L'équation religion/droits humains et son rôle dans la politique mondiale sont d'autant plus complexes qu'il existe de sérieuses différences entre les démocraties à propos de la place de la religion dans la vie publique. Le fossé entre une “Europe post-religieuse” et les Etats-Unis est particulièrement significatif et il a des conséquences sur les priorités et approches du mouvement international des droits humains. Une enquête menée en 2002 par le Pew Forum on Religion and Public Life concluait que, parmi les nations riches, les Etats-Unis étaient les seuls à accorder une place aussi grande à la religion. Cinquante-neuf pour cent des Américains interrogés déclaraient que la religion jouait un rôle important dans leur vie, contre 30 pour cent au Canada, 33 pour cent en Grande-Bretagne, 21 pour cent en Allemagne et 11 pour cent en France.7

Les différences s'étendent à la définition même de la religion. En France, en Belgique, en Allemagne et en Argentine, par exemple, certains groupes religieux considérés comme des confessions religieuses légitimes aux Etats-Unis ont été dénoncés comme étant des “sectes” ou des “cultes psychologiques,” des menaces aux fondements de la liberté démocratique et, par conséquent, ils ont fait l'objet de ce que ces groupes estiment être de la discrimination ou du harcèlement injustifiés. De telles différences, soulevées principalement dans le cadre des réunions de l'OSCE (Organisation pour la sécurité et la coopération en Europe), sont abordées avec un malaise certain par les diverses composantes du mouvement international des droits humains.
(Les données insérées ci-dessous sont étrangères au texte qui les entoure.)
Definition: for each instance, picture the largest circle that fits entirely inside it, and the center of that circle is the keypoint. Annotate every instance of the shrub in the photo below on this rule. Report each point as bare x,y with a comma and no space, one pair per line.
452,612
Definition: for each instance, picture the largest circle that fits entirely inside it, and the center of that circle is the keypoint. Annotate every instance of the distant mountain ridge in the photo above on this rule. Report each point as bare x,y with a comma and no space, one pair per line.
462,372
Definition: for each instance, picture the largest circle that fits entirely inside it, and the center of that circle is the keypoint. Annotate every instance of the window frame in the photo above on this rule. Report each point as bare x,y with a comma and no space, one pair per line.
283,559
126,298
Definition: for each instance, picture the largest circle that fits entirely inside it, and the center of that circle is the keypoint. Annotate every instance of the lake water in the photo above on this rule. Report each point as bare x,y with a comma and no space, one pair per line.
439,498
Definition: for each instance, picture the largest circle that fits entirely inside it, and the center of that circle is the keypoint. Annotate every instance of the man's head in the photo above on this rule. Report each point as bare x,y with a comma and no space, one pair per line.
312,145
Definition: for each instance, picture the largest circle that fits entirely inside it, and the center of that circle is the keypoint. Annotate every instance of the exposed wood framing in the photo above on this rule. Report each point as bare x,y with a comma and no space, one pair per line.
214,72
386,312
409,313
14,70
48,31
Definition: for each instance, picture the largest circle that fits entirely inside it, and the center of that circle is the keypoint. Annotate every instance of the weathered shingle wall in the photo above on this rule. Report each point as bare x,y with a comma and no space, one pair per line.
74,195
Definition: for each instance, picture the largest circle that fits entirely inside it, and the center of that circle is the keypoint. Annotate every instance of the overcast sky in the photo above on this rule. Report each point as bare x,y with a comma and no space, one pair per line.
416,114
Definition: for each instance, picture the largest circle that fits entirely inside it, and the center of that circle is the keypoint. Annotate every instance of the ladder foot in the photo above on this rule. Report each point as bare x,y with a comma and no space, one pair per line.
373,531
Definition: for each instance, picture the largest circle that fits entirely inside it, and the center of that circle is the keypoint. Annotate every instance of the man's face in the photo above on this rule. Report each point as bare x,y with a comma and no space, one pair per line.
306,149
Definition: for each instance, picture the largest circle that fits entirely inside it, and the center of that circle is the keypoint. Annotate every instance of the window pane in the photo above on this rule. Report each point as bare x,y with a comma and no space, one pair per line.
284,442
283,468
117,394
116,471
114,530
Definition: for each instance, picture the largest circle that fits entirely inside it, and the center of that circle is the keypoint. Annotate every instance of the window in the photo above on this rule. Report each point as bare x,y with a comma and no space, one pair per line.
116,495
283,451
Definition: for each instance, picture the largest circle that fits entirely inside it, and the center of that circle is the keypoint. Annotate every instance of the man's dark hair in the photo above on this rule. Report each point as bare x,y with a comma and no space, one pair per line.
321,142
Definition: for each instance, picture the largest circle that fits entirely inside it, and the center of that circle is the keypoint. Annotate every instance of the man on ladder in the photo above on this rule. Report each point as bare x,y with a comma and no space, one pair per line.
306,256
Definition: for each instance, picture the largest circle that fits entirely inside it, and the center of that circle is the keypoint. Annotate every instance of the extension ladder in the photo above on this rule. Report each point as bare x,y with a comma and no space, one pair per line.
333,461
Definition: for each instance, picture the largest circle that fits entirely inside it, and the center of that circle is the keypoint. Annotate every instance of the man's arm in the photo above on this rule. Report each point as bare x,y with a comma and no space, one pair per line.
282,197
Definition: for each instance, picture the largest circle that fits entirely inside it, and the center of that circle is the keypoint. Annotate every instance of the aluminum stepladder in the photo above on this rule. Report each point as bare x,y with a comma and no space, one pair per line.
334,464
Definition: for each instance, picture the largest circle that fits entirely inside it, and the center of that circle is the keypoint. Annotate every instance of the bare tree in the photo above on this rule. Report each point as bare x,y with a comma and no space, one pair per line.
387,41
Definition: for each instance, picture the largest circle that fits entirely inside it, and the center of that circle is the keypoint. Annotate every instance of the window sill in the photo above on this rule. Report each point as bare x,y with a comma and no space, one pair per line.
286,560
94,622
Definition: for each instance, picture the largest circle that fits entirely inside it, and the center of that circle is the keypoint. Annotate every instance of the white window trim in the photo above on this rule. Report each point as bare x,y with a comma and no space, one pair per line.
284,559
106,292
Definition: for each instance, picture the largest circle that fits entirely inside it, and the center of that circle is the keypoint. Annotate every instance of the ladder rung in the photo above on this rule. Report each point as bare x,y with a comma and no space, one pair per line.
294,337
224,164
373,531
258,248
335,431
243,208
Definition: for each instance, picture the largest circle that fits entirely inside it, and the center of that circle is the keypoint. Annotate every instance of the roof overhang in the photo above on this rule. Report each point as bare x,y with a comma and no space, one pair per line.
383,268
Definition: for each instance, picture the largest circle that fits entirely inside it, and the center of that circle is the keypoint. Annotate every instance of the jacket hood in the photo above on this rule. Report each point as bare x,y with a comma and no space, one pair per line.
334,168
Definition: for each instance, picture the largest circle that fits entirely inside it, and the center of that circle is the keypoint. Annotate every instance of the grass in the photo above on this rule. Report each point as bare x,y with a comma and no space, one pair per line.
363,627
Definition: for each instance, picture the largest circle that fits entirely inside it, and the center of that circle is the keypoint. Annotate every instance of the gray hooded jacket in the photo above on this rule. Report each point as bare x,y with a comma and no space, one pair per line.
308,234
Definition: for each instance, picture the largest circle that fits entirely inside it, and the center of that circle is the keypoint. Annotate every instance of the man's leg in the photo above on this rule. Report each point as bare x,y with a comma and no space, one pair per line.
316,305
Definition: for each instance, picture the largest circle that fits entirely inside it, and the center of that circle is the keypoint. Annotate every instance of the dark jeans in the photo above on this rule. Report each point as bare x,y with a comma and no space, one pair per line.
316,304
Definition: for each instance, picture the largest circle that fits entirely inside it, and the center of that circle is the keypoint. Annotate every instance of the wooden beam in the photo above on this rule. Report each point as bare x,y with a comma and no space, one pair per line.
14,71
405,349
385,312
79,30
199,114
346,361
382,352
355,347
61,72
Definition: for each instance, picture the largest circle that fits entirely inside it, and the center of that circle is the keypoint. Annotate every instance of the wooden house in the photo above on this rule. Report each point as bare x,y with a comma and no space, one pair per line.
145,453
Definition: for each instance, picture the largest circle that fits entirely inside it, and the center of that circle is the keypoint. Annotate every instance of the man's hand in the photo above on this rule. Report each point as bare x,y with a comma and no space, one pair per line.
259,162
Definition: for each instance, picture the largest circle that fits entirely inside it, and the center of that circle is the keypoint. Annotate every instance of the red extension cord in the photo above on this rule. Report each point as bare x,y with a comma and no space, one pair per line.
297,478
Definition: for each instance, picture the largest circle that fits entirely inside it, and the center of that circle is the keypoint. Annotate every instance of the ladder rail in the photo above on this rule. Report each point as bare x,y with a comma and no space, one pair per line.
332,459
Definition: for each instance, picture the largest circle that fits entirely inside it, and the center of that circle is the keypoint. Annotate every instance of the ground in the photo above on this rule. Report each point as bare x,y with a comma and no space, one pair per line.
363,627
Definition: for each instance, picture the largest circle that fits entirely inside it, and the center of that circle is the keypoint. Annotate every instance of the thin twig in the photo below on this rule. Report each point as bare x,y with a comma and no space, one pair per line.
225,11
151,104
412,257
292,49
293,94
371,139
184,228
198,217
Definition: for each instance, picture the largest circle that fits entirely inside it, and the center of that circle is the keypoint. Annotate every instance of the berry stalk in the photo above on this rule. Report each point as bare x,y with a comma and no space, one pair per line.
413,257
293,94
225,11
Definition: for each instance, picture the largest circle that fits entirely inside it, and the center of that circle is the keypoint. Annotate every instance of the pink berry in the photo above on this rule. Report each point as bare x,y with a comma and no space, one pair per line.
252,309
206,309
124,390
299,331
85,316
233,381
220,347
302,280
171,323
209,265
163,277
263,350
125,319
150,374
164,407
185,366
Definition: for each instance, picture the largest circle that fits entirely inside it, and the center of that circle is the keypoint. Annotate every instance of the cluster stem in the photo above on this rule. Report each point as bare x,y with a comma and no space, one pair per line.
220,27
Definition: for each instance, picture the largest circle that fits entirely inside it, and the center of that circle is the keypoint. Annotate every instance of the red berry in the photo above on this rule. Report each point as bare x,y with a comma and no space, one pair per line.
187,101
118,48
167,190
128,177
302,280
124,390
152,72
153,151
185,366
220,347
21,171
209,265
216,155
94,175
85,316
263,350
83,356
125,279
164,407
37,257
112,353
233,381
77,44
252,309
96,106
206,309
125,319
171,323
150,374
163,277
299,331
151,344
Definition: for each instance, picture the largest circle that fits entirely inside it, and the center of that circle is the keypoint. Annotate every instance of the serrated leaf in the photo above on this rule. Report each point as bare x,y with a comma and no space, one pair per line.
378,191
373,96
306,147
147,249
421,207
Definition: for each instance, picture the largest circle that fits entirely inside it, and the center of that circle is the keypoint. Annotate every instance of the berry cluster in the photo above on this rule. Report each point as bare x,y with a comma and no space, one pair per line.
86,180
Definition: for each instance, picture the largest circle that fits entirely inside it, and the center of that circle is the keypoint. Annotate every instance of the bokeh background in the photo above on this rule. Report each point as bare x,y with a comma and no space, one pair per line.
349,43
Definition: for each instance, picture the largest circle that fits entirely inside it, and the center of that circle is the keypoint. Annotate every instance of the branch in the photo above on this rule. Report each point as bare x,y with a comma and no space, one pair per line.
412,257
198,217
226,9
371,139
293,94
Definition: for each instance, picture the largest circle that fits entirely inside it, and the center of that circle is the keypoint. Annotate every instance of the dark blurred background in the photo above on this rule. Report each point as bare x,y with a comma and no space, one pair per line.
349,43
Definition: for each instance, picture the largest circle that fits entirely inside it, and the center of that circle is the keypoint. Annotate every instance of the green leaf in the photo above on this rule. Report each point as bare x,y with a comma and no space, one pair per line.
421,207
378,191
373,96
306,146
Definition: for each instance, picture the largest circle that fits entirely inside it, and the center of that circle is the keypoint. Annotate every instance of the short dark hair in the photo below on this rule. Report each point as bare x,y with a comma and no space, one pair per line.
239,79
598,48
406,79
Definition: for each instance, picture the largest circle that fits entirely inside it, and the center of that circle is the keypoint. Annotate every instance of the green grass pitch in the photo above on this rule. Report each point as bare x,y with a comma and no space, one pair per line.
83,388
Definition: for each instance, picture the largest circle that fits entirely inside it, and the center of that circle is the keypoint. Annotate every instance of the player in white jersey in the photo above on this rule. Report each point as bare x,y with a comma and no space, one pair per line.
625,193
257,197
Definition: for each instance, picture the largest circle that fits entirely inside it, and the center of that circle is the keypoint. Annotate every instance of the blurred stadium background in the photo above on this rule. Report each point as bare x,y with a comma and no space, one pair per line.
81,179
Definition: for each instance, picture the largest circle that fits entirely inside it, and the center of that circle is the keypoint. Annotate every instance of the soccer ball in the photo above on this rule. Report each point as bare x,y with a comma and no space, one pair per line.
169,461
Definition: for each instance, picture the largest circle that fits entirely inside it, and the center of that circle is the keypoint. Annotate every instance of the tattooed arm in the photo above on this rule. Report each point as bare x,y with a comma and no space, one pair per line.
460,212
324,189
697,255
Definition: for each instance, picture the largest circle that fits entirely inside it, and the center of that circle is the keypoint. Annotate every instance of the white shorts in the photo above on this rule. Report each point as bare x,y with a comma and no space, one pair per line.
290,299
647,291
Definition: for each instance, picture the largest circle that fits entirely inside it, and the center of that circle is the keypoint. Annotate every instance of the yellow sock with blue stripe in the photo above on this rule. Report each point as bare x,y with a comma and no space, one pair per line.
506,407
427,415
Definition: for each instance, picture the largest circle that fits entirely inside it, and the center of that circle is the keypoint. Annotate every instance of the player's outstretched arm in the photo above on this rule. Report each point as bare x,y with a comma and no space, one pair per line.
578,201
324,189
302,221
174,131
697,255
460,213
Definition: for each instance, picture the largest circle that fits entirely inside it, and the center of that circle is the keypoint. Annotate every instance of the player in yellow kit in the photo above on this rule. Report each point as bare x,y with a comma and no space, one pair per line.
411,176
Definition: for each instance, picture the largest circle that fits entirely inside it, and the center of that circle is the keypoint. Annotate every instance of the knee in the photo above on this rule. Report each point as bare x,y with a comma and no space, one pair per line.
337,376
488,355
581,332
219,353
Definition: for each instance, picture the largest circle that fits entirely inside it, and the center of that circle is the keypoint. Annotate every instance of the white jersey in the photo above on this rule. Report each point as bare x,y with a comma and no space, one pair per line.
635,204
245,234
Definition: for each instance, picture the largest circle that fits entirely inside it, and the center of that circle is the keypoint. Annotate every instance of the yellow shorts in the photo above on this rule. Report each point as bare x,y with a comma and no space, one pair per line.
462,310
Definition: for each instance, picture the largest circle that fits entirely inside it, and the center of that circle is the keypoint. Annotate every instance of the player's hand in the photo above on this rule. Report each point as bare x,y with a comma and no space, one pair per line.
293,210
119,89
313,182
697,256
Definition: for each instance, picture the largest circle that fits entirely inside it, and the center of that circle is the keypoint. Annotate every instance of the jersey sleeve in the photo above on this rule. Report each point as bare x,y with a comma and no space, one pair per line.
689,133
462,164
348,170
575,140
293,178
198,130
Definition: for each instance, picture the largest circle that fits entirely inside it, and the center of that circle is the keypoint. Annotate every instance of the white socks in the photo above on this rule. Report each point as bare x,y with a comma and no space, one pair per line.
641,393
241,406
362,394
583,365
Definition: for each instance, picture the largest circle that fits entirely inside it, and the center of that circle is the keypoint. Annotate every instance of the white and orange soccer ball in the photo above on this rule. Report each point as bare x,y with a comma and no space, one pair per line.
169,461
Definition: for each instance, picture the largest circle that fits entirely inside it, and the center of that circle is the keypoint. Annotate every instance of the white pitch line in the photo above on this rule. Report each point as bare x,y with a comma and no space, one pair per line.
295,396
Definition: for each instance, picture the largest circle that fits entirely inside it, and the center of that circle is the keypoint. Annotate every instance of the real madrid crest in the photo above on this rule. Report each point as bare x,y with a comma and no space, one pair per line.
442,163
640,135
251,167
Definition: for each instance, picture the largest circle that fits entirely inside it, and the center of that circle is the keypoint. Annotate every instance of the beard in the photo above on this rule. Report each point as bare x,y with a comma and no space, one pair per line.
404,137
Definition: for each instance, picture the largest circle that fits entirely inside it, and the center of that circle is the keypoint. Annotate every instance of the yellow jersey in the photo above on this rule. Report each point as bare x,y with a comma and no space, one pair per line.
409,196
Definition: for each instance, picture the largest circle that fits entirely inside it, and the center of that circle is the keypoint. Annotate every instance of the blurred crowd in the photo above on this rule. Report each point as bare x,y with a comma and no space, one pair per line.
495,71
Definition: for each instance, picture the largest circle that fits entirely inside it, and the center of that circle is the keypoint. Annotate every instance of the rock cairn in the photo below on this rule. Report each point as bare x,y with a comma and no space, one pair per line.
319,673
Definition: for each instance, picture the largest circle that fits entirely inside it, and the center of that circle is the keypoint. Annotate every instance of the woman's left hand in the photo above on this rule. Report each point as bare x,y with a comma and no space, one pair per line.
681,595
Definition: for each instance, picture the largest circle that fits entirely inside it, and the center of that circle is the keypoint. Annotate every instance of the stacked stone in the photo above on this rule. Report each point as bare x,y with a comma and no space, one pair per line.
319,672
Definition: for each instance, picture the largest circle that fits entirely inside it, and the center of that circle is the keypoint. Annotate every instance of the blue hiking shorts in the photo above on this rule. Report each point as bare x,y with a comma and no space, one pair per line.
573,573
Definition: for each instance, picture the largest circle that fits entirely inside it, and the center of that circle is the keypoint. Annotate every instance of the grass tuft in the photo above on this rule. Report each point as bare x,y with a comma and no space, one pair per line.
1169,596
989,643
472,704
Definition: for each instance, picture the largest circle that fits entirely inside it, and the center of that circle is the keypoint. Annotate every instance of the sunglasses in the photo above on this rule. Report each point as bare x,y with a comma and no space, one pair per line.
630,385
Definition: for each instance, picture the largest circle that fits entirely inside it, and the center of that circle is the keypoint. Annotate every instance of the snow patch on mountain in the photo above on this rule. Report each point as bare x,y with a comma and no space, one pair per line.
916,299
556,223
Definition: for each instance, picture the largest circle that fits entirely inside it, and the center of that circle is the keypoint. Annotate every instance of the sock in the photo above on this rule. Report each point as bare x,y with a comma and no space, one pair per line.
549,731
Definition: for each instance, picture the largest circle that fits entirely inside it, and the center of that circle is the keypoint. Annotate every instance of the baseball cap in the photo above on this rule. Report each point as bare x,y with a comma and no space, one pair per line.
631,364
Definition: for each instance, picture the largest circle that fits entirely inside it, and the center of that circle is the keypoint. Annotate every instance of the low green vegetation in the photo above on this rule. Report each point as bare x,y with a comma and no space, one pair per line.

[5] Voir Harold R. Isaacs, Idols of the Tribe, Group Identity and Political Change (Cambridge, Massachusetts: Harvard University Press, 1989).

[6] Le groupe qui a enlevé Georges Malbrunot, Christian Chesnot et leur chauffeur syrien réclamait au départ l'abrogation de la loi française sur les signes religieux ostentatoires.

[7] “Among Wealthy Nations…U.S. Stands Alone in its Embrace of Religion,” The Pew Research Center for the People & the Press, 19 décembre 2002, p. 2.